Why we Re-Implemented BPMN Multi-Instance Support in 7.3

Have you ever experienced bugs with multi-instance activities? You may choose from any of these: CAM-986, CAM-1731, CAM-2075, CAM-2338, CAM-2787, CAM-2897, CAM-3851, CAM-3925.
From the engine’s early beginnings, its multi-instance implementation was more of a quick hack than a durable solution. Yet, it was carried from release to release, the pile of bugs and hair lost by desperate developers growing steadily. With Camunda BPM 7.3, we have refactored multi-instance fundamentally, drying one of the largest bug sources and fighting developer bald-headedness.
This post provides insight into the engine’s execution model, two alternatives of treating multi-instance in that model, and why we believe our recent changes have dramatically improved the situation.

On Process Execution

In order to understand the implementation of multi-instance, we have to make a quick excursion into how the process engine executes a process model. Let us consider the following process (without multi instance):

In order to execute an instance of this process, the process engine needs two things:

Activity Model: A representation of the process model that allows to reason about the causality of activities and other execution-relevant aspects

Execution State Model: A representation of process instance state, like tokens

For the first problem, the process engine parses the BPMN 2.0 XML and creates a ProcessDefinition that contains representations of all the activities in the process model. This is not a loose collection of activities. Instead it maintains the necessary relations between activities required for process execution. These relations are either represented as sequence flow (internally called transitions) in case of direct causality or a parent-child relationship in case that an activity is contained within another. The example process is represented as follows:

Activities are represented as blue boxes and may be related by a happens before or a parent-child relationship. These relations do not suffice to represent all aspects relevant to execution, which is why activities have further properties. The most important property is the activity behavior (yellow boxes) that implements what the activity means in the BPMN diagram, such as creating a task in a user’s task list.
For the execution state model, i.e. to represent which activities are currently active, the process engine has a concept called executions. An execution can be understood as something in between an activity instance (meaning that for every active activity, there is always at least one execution) and a token (meaning that executions can move from one activity to the next).
These two concepts allow to define a simplified model of process execution:

When a process instance is started, the process engine creates an initial execution on the start event of the process model

An execution can be used to execute an activity and temporarily represent the corresponding activity instance

When an activity instance has ended, the process engine evaluates the activity’s outgoing sequence flow and executes the next activity (potentially re-using the current execution; token-like behavior)

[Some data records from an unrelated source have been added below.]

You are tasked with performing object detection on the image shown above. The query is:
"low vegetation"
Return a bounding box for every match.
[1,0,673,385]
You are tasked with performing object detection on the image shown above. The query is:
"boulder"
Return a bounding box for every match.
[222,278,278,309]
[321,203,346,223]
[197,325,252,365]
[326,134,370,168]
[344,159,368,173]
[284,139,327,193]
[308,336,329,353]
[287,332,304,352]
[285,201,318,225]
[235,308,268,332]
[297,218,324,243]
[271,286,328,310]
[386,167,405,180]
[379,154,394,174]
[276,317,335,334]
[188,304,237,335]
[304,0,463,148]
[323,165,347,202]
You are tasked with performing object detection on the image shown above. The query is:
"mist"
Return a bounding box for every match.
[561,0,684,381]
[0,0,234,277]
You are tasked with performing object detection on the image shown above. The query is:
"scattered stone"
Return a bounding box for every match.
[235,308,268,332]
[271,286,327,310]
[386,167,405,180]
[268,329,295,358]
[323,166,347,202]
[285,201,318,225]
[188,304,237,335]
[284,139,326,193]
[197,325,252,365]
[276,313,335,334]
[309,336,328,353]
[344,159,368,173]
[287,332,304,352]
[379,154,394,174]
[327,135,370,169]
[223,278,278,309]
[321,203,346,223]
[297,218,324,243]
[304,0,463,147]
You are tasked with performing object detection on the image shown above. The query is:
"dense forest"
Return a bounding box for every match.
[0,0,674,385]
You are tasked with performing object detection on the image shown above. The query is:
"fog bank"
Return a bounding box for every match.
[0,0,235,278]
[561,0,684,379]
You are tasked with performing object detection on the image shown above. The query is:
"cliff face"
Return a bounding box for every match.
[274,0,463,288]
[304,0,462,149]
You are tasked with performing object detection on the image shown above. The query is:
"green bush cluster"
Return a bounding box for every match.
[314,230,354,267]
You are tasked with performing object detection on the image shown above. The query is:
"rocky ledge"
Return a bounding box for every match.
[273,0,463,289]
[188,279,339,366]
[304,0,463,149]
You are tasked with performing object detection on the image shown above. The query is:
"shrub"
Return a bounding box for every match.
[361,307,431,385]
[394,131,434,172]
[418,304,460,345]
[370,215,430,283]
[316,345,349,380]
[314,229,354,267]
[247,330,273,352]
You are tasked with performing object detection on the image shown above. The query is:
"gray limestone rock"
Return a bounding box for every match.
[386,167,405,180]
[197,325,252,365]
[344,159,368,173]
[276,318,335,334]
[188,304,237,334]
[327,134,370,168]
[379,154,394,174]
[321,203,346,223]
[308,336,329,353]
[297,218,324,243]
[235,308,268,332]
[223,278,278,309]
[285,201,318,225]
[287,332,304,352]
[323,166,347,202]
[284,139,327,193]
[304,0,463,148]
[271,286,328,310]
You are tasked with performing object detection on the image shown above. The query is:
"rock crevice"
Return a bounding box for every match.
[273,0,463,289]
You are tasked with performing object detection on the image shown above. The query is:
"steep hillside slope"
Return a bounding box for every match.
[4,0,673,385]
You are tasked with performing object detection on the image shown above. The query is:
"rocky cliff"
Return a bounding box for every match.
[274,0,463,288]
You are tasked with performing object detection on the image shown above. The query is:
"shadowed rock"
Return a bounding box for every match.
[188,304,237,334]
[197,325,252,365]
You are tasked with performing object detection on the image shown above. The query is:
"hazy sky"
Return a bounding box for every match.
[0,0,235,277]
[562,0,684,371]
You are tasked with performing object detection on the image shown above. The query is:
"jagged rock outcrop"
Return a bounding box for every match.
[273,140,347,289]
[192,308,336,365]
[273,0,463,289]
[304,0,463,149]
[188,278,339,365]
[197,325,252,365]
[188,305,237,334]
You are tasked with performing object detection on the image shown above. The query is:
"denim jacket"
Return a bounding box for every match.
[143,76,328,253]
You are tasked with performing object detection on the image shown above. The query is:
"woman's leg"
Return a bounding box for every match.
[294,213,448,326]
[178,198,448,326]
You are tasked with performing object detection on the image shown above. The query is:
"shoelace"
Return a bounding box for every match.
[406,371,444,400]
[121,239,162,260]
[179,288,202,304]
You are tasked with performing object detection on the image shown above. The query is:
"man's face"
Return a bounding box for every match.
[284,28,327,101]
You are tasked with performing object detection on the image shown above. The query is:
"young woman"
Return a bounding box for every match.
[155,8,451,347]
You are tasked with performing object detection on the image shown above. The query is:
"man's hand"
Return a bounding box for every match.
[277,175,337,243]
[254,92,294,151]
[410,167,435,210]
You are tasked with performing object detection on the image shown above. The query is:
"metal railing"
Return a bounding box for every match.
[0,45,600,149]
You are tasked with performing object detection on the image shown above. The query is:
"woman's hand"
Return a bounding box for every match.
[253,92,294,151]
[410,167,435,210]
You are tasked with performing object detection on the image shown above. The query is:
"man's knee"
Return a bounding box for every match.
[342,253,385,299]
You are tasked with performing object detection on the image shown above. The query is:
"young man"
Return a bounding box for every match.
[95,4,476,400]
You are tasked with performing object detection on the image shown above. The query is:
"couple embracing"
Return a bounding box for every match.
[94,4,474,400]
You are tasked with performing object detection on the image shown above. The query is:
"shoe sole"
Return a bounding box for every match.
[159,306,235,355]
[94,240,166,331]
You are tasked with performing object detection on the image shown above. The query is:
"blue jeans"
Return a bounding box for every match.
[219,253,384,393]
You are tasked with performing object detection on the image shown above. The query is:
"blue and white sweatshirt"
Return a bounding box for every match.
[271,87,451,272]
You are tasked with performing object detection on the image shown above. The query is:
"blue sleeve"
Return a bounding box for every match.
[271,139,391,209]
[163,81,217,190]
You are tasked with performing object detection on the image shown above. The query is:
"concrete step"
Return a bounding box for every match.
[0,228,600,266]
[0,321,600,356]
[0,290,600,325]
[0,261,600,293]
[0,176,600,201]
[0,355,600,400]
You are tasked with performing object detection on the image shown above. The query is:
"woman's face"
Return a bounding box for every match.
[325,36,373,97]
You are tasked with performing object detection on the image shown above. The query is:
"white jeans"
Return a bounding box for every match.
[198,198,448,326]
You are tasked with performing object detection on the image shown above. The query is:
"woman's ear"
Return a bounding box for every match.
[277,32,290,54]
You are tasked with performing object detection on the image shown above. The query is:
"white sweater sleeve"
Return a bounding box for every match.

When a scope is executed, new executions are created that execute activities contained within that scope (the current execution cannot be re-used; activity-instance-like behavior)

These tasks are implemented in the very core of the Camunda engine, also referred to as the Process Virtual Machine (PVM). Note that the second task of the above list is much more complex than it looks at first sight. In detail, the follow steps need to be performed:
Before executing the actual behavior (called preparation phase in the following):

Initialize the activity instance

Create a job for asynchronous continuation (asyncBefore)

Invoke execution listeners for the activity instance’s start event

Execute the activity’s input variable mappings

If this activity defines events (e.g. a boundary event), create the necessary event subscriptions and jobs

Create a history event for the new activity instance

Executing the actual behavior (called execution phase):

Invoke the activity’s implementation of org.camunda.bpm.engine.impl.pvm.delegate.ActivityBehavior

After executing the actual behavior (called finalization phase):

Invoke execution listeners for the activity instance’s end event

Execute the activity’s output variable mappings

Delete event subscriptions and jobs created before executing the behavior

Create a history update event for the finished activity instance

Create a job for asynchronous continuation (asyncAfter)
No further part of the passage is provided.